Yeah, I don't understand exactly how legislators think they can control a plant that will grow fucking anywhere.
And that they couldn't even remotely control when it was illegal. Now it's legal, and even if home production is still illegal, that's going to change from before...how?
Yeah... It's harder for me to get painkillers than pot here in NC.
I know a fucking deputy sheriff that grows.
SWATed!
The plant will grow anywhere. Good weed will not.
Not that that stops them spending loads of money eradicating unsmokeable ditch weed.
You should see the ditches of the Union Pacific RR through Kansas and Oklahoma, hemp and ditchweed everywhere. It looked like a high times photo (from afar).
They told us the feds grew hemp out there during WWII, and they long-since quit trying to put that genie back in the bottle.

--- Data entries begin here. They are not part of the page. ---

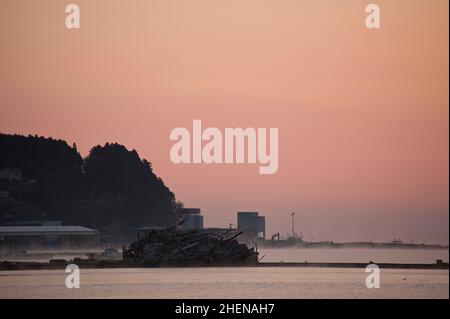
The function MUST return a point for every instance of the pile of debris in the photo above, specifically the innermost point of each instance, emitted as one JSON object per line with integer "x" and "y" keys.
{"x": 174, "y": 247}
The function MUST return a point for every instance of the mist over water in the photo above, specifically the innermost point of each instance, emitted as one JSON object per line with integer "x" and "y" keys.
{"x": 353, "y": 255}
{"x": 225, "y": 283}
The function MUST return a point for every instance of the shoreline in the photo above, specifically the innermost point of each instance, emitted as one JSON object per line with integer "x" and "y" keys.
{"x": 56, "y": 264}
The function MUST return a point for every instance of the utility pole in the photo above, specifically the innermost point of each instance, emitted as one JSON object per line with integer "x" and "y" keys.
{"x": 293, "y": 230}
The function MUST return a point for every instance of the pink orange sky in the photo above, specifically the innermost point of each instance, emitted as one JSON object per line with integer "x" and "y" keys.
{"x": 362, "y": 114}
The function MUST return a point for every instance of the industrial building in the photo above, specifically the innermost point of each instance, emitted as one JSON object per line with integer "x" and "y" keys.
{"x": 192, "y": 218}
{"x": 38, "y": 237}
{"x": 253, "y": 224}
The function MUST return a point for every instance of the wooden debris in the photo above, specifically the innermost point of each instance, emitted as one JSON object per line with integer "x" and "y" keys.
{"x": 174, "y": 247}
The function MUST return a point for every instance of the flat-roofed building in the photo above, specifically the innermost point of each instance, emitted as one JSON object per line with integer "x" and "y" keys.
{"x": 252, "y": 224}
{"x": 72, "y": 237}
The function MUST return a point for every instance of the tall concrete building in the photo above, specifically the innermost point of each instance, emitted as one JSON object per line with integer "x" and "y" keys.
{"x": 253, "y": 224}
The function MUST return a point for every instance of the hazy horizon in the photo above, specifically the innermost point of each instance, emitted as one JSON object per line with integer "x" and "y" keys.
{"x": 362, "y": 114}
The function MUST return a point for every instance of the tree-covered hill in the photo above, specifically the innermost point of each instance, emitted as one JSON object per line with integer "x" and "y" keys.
{"x": 111, "y": 188}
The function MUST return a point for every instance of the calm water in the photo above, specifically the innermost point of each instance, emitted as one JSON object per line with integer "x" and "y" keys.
{"x": 363, "y": 255}
{"x": 246, "y": 282}
{"x": 225, "y": 283}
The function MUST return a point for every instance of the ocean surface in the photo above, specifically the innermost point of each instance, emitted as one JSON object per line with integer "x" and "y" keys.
{"x": 246, "y": 282}
{"x": 354, "y": 255}
{"x": 225, "y": 283}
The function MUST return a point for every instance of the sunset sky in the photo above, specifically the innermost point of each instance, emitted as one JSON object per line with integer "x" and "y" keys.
{"x": 362, "y": 114}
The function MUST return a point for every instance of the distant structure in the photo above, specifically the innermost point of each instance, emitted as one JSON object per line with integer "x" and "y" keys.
{"x": 11, "y": 174}
{"x": 253, "y": 224}
{"x": 35, "y": 223}
{"x": 192, "y": 218}
{"x": 71, "y": 237}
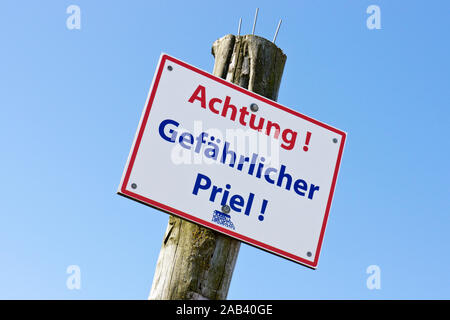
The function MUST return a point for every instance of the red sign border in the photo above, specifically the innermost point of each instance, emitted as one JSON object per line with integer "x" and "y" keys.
{"x": 130, "y": 194}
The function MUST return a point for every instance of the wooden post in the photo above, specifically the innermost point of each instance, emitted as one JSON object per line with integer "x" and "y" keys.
{"x": 196, "y": 262}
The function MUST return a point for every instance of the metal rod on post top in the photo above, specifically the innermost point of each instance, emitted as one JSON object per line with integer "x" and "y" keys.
{"x": 196, "y": 262}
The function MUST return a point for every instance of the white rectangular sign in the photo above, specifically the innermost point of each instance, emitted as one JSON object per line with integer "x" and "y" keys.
{"x": 231, "y": 160}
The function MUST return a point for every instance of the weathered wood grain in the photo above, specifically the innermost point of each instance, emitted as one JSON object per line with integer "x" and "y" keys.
{"x": 196, "y": 262}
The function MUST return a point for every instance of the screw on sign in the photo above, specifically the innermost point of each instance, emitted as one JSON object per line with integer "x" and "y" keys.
{"x": 268, "y": 203}
{"x": 281, "y": 206}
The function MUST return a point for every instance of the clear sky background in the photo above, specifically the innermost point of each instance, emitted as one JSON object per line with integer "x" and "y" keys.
{"x": 70, "y": 102}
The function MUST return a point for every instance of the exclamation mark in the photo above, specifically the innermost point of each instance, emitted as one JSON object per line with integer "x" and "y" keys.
{"x": 263, "y": 209}
{"x": 308, "y": 137}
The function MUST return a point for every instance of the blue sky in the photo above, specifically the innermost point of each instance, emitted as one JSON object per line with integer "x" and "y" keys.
{"x": 70, "y": 102}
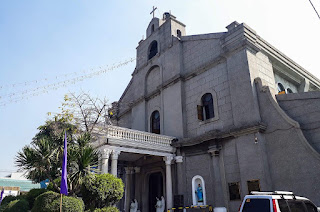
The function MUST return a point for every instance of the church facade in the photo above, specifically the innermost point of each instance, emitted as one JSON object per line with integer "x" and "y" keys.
{"x": 208, "y": 118}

Do you think I'm going to be buying my weed from a store, Paul?
I'll bet Williams Sonoma would have good stuff... in those little fancy expensive jars next to the peppercorns they're always out of?
LOL
Total pot production would be capped at 40 metric tons next year in rules approved Wednesday by the state Liquor Control Board.
"Hey guys, lets find a new way to fuck up the economy today."
"I know, how about production caps?"
"My god, Shriek, you're brilliant!"
I met someone who bemoaned the idea that if weed was legal and Wal-Mart got a hold of it, that would ruin Marijuana. I told him he was an idiot. That there'd only be one kind of weed. Wal-mart doesn't have one kind of anything. See: toothpaste isle. There'd be 5 or 6 kinds of weed from grams to pounds. Pipes, pipe parts, seed removers, Black light posters, ceramic bongs, glass bongs, loopy loop bongs, vaporisers, bong cleaner, made to order bongs shipped within 24 hours for free. God I can't wait.
But... Wal-Mart! Living wages and... something Kochs!
WalMart, subpar quality and disturbing customers, what's not to love?
Yes, those are my main reasons for not shopping there, when I get the same product, same brand from two different retailers and have a visibily different level of quality, I'm going with the one that will last longer.
WalMart, subpar quality and disturbing customers, what's not to love?
Why progressives hate walmart. Because tolerance and looking out for the little guy!
Remember, progressives love the little guy, as long as they don't have to, you know, interact with him or have him living in their neighborhoods!
The local rightwing radio station has a Stock Tip of the Day thing. Today it was a company who makes inventory software for medical marijuana dispensaries.
7.6 million is not double the population of Colorado.
But the real number of daily smokers is.